The Kamloops Harley guys are booked solid and can't fit Henk in for a tune-up, so I'll have to go with just the oil change. Carolyn's pal Big Dan, the undercover cop who rides Harleys and looks as mean as any Hell's Angel I've ever seen from a safe distance looked over Henk this morning and told me I'd be fine. He sounds good. He's not leaking any fuel or oil, the tires are in good shape, brakes are ok and he's all nice and shiny from Kevin's doting over the winter. Henk's ready. I'm ready. Off I go! I'll be praying for dry pavement and sane drivers with whom I will share the road.

Wednesday, July 06, 2005

Somehow a week has passed here at the lake. It already feels like a month since I left Toronto and although it's spectacularly beautiful here and summer has arrived in full sunshine, I miss the city and Ron and Willow. I haven't had much time to think, though, and I'm ready to move on down the road.

I picked up Henk from a bike shop in Grand Forks today where a friend of Kevin's set me up with an oil change. I'll stop in Kamloops for a tune and be on my way westward.

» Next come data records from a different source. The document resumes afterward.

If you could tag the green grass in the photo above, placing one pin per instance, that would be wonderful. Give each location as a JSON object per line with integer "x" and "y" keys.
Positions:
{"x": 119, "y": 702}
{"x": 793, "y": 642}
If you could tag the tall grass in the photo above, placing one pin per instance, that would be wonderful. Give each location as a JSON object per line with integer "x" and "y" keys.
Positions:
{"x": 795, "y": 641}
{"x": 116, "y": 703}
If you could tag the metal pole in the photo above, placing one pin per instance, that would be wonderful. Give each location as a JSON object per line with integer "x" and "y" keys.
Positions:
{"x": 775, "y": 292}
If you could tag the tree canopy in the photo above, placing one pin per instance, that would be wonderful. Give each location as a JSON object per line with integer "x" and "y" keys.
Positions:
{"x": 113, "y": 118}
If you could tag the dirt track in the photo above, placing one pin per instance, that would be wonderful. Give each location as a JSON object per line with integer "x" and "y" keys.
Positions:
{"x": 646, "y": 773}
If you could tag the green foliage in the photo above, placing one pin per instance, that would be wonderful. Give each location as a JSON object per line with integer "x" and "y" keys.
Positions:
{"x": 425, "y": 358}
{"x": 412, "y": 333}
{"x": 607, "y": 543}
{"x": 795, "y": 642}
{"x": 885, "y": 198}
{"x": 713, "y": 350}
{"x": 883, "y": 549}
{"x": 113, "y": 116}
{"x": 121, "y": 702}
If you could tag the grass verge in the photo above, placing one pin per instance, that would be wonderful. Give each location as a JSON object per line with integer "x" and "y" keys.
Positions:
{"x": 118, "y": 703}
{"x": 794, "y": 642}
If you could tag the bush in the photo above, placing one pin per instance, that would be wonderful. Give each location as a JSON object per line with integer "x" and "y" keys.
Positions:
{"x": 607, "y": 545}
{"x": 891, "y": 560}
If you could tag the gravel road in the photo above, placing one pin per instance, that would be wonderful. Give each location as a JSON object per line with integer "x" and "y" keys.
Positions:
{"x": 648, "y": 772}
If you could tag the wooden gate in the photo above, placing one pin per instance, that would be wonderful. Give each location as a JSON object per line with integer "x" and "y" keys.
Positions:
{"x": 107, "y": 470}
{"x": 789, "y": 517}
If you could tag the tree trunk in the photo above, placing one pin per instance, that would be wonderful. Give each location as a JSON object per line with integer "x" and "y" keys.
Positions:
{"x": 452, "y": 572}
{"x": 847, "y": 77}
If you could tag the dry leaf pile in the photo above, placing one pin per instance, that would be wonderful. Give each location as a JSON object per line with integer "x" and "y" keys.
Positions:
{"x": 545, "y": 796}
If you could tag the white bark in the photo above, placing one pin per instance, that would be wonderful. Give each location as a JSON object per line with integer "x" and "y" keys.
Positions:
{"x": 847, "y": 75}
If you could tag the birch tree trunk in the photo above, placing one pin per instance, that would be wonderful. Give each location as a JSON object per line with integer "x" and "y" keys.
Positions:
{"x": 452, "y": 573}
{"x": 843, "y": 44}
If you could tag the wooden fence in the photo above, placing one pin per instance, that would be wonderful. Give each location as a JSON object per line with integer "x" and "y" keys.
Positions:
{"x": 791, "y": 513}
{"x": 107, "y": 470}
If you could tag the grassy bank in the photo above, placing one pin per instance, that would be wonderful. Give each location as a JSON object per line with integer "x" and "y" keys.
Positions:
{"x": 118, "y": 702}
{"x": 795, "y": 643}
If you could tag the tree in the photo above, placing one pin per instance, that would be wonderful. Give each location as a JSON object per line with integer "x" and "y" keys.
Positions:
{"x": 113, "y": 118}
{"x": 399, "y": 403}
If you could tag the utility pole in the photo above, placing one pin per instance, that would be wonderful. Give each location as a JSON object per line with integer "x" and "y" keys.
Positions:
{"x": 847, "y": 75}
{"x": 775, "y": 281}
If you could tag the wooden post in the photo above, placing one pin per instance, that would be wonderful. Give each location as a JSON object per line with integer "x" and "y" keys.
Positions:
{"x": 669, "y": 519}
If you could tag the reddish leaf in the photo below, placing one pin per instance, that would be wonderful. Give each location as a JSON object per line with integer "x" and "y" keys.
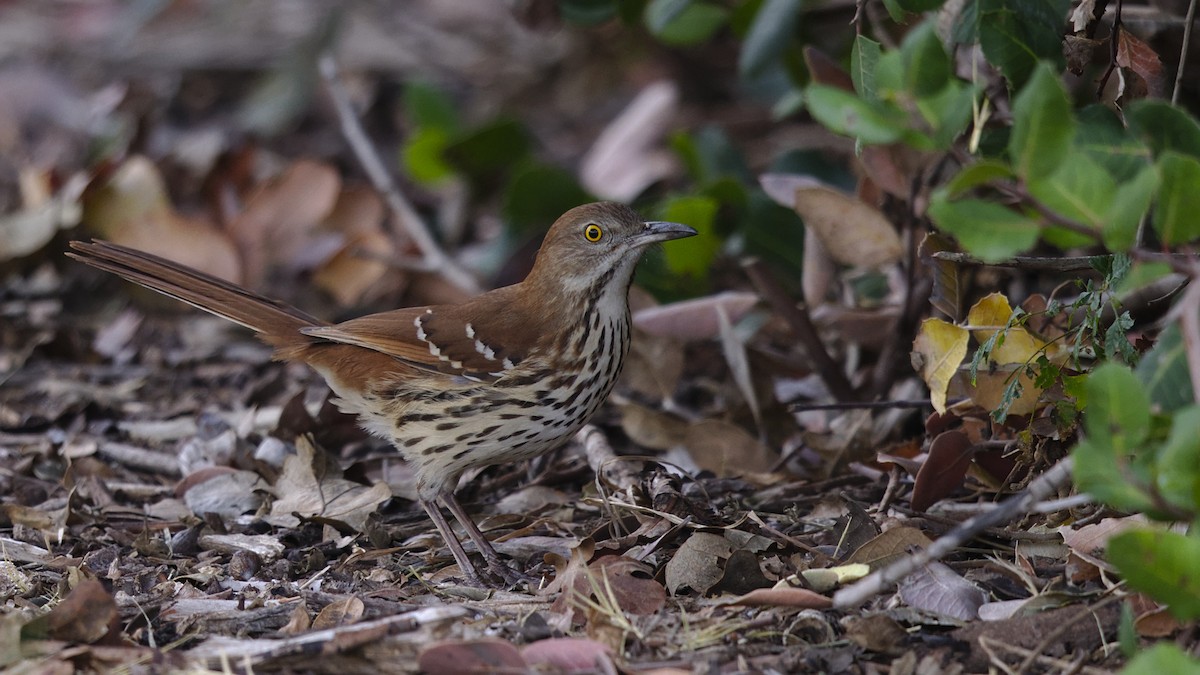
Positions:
{"x": 1139, "y": 58}
{"x": 472, "y": 656}
{"x": 943, "y": 471}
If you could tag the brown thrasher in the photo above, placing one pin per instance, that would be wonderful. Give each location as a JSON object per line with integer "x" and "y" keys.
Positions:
{"x": 505, "y": 376}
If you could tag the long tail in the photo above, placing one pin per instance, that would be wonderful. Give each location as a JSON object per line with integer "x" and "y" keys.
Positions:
{"x": 277, "y": 323}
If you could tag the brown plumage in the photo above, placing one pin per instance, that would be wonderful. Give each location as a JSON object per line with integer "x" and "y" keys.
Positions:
{"x": 508, "y": 375}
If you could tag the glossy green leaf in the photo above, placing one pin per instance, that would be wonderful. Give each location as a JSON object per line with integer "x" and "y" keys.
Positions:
{"x": 769, "y": 33}
{"x": 845, "y": 113}
{"x": 927, "y": 66}
{"x": 1018, "y": 34}
{"x": 863, "y": 60}
{"x": 1179, "y": 461}
{"x": 423, "y": 155}
{"x": 978, "y": 174}
{"x": 489, "y": 149}
{"x": 1163, "y": 565}
{"x": 693, "y": 256}
{"x": 429, "y": 107}
{"x": 539, "y": 193}
{"x": 1117, "y": 408}
{"x": 948, "y": 112}
{"x": 1164, "y": 126}
{"x": 1081, "y": 191}
{"x": 1177, "y": 216}
{"x": 1104, "y": 139}
{"x": 1129, "y": 205}
{"x": 985, "y": 230}
{"x": 684, "y": 22}
{"x": 1164, "y": 371}
{"x": 1103, "y": 473}
{"x": 1043, "y": 125}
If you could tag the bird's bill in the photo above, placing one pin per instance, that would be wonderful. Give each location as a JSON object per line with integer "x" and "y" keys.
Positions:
{"x": 661, "y": 231}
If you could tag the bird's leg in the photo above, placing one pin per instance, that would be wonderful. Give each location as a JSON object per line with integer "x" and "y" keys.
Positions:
{"x": 495, "y": 562}
{"x": 451, "y": 539}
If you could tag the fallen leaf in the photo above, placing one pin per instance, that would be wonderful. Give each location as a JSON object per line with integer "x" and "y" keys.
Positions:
{"x": 936, "y": 353}
{"x": 853, "y": 232}
{"x": 697, "y": 565}
{"x": 131, "y": 208}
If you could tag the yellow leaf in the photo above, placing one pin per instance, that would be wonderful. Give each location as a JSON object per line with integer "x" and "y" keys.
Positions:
{"x": 1019, "y": 345}
{"x": 936, "y": 353}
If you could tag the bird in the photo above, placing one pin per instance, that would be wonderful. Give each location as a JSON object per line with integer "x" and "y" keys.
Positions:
{"x": 505, "y": 376}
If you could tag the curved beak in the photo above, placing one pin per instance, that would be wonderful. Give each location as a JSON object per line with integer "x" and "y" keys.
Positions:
{"x": 661, "y": 231}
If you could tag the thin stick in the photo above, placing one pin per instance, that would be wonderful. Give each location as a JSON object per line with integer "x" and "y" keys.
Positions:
{"x": 1038, "y": 490}
{"x": 856, "y": 405}
{"x": 797, "y": 316}
{"x": 1183, "y": 52}
{"x": 355, "y": 136}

It's been nice getting swooped into the meandering stream of the slow lives of Kevin and Leah and their darling three year old girl, Lauren. We went out on their boat last night and toured the lake admiring cottages and choosing our dream waterfront property. It's all very lovely but right now the pavement is calling... "maybe tomorrow, I'll wanna settle down..."

Friday, July 01, 2005

I lost count of all the bald eagles perching and hawks soaring en route through Radium and into southern B.C. on Wednesday. We arrived at Christina Lake to the big blue open skies of summer.

My sweet pal Kevin and his partner Leah have set up their 'spirit house' for me to come and go over the next few months as I like. It's cozy and I've had a couple of really deep, healing sleeps. Their property is nestled amongst tall pines and tropical ferns and I awake to the sound of crows and ravens conducting great noisy meetings in the treetops. I'm reunited with Henk and it feels like home. I can't wait to get on the open road with him.

Toronto and Ron and Willow feel weeks and weeks behind already, although I know it's only because of my great distractions over the past few days. When someone dies, the best therapy for the person left behind is for friends and family to gather around and distract, distract, distract. It's the same with a relationship. I've been listening to other people's problems for the last five days quite happily.

Yesterday, I painted a cabin of a friend of my sister's where my nephew is staying for a lakeside visit with his little pal. Painting is extremely therapeutic. The repetitive motion, the monotony, the silence, the instant reward for work completed... I'll stay here a few more days until my nephew goes back to Banff. He keeps calling me 'mom' and won't leave my side. We're having fireworks tonight on the beach and I can't wait to see the look on his face when those twisting, popping, booming, sparkling, spiralling blasts of light take to the night sky over the lake.